Giuseppe Garibaldi avvertì che la fine si stava avvicinando. Il respiro si era fatto più affannato e la vista ormai era quasi del tutto annebbiata. Poteva quasi sentire le forze che abbandonavano lentamente il suo corpo.

Ma non era triste.

Giorni prima aveva finito di scrivere le Memorie, un piccolo diario in cui aveva messo per iscritto ogni aspetto della sua vita. Dalle guerre a cui aveva partecipato, agli amori che lo avevano conquistato, dalle amicizie che lo avevano sorretto nei momenti difficili, alle cospirazioni, agli inganni e alle bugie che aveva dovuto subire.

Era tutto narrato con semplicità, ogni verità impressa in quelle pagine come in una sorta di ultima confessione personale che avrebbe lasciato alle generazioni future.

Il mondo doveva sapere.

Non adesso, però, non era ancora il momento.

Quel che gli premeva adesso era solamente una cosa: che non finisse nelle mani sbagliate perché il rischio che venisse distrutto era fin troppo alto.

Ora che la vita lo stava lasciando era in grado di vedere con estrema chiarezza ogni aspetto del suo passato, anche quelli più nebulosi e si sentiva profondamente amareggiato per come era stato manovrato soprattutto in quella che riteneva essere stata l'impresa più importante della sua carriera: l'unificazione d'Italia.

Era stato un burattino in mano altrui fin dall'inizio e tutta l'operazione non era stata altro che una beffa, un inganno mascherato da guerra di liberazione.

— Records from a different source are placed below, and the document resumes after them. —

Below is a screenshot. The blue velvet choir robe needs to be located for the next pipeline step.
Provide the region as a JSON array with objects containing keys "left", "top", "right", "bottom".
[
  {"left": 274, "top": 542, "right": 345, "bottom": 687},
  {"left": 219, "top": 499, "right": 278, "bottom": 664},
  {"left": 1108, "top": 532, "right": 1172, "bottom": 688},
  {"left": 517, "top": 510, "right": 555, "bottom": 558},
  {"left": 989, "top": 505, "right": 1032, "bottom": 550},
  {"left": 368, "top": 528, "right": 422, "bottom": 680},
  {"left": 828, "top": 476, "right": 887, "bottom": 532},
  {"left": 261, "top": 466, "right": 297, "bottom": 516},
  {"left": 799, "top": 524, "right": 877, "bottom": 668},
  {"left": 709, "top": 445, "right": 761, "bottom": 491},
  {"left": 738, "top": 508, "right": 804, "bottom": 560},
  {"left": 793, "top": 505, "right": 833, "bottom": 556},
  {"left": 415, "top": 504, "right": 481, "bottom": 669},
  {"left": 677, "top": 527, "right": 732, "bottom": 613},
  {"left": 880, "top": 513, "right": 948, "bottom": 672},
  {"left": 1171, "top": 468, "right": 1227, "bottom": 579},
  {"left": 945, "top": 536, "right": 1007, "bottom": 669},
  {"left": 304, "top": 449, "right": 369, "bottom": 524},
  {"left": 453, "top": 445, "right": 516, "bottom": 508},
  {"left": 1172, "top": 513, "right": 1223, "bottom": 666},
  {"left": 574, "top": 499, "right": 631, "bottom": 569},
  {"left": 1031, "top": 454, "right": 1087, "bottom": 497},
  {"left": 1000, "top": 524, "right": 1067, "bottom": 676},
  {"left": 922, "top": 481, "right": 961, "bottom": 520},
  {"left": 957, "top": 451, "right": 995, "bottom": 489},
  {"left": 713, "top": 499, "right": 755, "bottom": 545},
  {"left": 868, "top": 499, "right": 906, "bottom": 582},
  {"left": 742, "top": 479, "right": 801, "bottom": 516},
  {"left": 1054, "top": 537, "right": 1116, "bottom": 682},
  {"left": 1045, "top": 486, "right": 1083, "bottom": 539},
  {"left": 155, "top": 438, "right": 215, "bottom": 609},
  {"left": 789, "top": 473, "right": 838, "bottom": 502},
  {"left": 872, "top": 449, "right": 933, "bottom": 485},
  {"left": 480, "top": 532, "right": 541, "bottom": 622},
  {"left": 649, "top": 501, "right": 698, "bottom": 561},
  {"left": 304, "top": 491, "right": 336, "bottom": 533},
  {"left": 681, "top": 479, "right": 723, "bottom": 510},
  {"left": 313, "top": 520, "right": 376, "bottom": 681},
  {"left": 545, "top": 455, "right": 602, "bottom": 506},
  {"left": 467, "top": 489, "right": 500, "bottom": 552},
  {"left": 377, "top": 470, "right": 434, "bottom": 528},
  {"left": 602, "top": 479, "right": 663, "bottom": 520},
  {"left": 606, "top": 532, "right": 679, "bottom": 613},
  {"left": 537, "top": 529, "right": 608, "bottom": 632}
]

Più ci pensava, più si rendeva conto dell'errore che aveva commesso nel fidarsi del Re e di Cavour e questo rappresentava il suo cruccio più grande, la ferita che più di tutte lo aveva tormentato durante gli ultimi anni trascorsi a Caprera.

E continuava a farlo.

Per questo lo sforzo che aveva profuso nello scrivere la verità sulla spedizione dei mille non doveva andare sprecato.

Fece un profondo respiro, quindi, con aria sfinita, gettò uno sguardo languido verso la sua amata Francesca e l'adorata figlia Clelia, che, instancabilmente, gli erano rimaste al capezzale senza lasciarlo mai da solo.

Sapeva di consegnare la sua eredità in buone mani.

Ne avevano discusso a lungo durante i mesi precedenti, in vista del giorno in cui non ci sarebbe stato più.

Garibaldi mosse piano la testa, cercando di fare una specie di cenno in direzione della moglie, come per comunicarle che era arrivato il momento.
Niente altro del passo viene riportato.